Nonostante Pirati dei Caraibi –  La vendetta di Salazar tenti di recuperare terreno rispetto al flop del quarto capitolo, non riesce a reggere il confronto con le prime tre pellicole della saga. La regia di Joachim Ronning trova i suoi punti di forza nelle serrate scene d’azione, nei campi lunghi mozzafiato che mettono in risalto la straordinaria fotografia di Paul Cameron e negli effetti speciali spettacolari, tralasciando però la sceneggiatura, talmente piatta da rendere inconsistente perfino il personaggio di Jack Sparrow, da sempre il punto di forza della saga, e che procede con un ritmo eccessivamente vorticoso che non lascia spazio ai dialoghi, ridotti all’osso e banali.
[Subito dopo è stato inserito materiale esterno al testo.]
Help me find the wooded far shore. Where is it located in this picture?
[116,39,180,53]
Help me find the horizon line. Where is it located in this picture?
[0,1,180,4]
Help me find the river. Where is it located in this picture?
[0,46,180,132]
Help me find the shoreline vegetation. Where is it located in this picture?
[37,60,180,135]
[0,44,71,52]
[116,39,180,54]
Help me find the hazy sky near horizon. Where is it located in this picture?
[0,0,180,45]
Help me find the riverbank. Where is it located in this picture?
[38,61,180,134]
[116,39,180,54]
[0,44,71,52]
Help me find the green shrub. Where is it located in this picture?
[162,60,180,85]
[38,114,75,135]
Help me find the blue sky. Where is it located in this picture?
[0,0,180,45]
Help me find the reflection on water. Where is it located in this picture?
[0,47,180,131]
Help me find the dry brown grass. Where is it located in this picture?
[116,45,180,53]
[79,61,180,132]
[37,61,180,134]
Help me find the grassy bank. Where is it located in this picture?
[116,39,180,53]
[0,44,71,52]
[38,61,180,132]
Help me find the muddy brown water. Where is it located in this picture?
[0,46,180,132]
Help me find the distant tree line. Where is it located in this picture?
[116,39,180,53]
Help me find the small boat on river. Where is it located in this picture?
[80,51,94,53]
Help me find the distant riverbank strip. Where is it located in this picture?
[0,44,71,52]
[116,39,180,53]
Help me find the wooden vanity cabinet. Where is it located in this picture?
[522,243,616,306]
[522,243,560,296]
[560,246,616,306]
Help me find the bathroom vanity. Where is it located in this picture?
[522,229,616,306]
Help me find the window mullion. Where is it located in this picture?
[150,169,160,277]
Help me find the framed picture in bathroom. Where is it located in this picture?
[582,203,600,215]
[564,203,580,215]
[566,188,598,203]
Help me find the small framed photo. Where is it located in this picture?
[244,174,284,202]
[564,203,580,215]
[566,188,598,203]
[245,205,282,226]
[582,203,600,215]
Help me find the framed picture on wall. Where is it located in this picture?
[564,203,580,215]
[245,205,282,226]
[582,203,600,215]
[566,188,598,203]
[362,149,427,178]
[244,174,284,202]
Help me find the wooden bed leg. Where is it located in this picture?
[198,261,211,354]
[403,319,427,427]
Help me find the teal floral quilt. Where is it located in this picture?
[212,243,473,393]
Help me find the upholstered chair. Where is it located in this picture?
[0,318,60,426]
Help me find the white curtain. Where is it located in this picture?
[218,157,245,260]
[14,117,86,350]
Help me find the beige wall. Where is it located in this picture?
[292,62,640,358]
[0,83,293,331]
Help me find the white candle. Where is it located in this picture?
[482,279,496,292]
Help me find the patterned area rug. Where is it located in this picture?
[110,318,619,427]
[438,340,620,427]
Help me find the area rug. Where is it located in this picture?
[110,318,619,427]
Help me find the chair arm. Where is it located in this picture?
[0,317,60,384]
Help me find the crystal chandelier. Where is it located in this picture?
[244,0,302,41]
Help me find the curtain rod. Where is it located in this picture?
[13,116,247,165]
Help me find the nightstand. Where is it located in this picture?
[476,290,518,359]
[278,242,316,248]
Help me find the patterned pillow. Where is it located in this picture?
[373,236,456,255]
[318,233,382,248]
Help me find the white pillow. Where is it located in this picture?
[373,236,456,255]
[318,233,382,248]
Javier Bardem nei panni del villain risulta più convincente del Barbanera interpretato da Ian McShane nel capitolo precedente, ma rimane comunque ben lontano dallo spessore di Davy Jones, finendo così per apparire come una sua ombra sbiadita. Allo stesso modo la nuova coppia formata da Brenton Thwaites e Kaya Scodelario ripercorre i passi di Orlando Bloom e Keira Knitghley senza reggerne il confronto a causa di uno sviluppo superficiale e poco approfondito.

La vendetta di Salazar diverte, intrattiene e meraviglia il pubblico grazie a un impatto visivo magnifico, ma non raggiunge le leggendarie atmosfere magiche dei primi tre film e rende Pirati dei Caraibi l’ennesima saga rovinata dal “tirarla per le lunghe”.